Overview of proxy server caching

Caching is a feature in which the proxy server saves local copies of the files that clients request so that it can serve them quickly from the cache when they are requested again by the same or other clients.

Caching Proxy is HTTP 1.1 compliant and generally follows the HTTP 1.1 protocol for caching and determining the freshness of documents.

This section contains information about some features of the proxy server cache. For those features that can be configured, details about how to set the appropriate values are included in subsequent chapters.

Cache storage

The proxy server can store the cache on a physical storage device or in system memory. The type of cache storage that is better for your system depends on the capabilities of your hardware and on whether it is more important to have fast cache response or to have a larger number of items that are stored in the cache. Response time for a memory cache typically is faster than for a disk cache, but the size of a memory cache is limited by the amount of RAM in the proxy server machine. The size of a disk cache is limited by the size of the storage device, which typically is much larger than the amount of RAM.

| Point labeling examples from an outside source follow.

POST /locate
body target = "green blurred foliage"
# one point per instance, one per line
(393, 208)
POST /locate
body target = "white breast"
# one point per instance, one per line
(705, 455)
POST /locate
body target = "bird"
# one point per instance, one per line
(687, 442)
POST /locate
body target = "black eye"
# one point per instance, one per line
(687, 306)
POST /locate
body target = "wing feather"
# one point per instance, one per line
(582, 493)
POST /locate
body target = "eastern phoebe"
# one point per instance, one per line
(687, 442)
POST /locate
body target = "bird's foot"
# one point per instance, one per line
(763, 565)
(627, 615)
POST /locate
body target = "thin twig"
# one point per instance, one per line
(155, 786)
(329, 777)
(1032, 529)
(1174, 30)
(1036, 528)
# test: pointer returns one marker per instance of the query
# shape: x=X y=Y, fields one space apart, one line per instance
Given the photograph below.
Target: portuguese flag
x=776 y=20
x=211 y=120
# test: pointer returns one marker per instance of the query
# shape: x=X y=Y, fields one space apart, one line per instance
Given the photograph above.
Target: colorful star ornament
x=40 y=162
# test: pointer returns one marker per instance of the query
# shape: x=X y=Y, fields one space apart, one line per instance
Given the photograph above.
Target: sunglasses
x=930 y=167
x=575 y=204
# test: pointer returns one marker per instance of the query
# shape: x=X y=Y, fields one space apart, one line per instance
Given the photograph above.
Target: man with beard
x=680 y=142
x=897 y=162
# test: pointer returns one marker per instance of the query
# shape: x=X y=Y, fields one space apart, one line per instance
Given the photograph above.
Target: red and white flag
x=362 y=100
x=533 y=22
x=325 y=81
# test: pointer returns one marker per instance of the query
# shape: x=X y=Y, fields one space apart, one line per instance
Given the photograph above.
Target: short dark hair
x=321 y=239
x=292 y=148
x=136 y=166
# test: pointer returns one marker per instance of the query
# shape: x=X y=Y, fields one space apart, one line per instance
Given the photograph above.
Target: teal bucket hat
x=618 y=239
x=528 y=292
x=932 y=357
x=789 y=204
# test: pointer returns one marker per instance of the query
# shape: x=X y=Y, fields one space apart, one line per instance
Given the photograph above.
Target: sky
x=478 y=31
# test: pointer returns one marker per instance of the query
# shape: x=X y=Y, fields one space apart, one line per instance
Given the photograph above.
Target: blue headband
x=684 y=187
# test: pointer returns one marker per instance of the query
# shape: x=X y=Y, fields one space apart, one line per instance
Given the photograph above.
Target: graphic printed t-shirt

For disk caches, Caching Proxy uses raw disk caching, which means that the proxy server writes directly to the cache device without using the operating system's read and write protocols. The storage device for a disk cache must be prepared by using the htcformat command.

The cache index

In either a memory or disk cache, Caching Proxy also uses system memory space to hold an index of the cache, which reduces the processing time to find cached files.

Caching Proxy's cache directory structure and its lookup methods are different from those of other proxy servers. Caching Proxy maintains an index in memory with information about the files in the cache. Using RAM for lookup instead of a disk or other medium results in faster file lookup and retrieval.

The index includes URLs, cache locations, and expiry information for cached objects. For this reason, the amount of memory necessary to hold the index is proportional to the number of objects in the cache.

When a request is received from a client, the proxy checks the cache index in memory for that URL.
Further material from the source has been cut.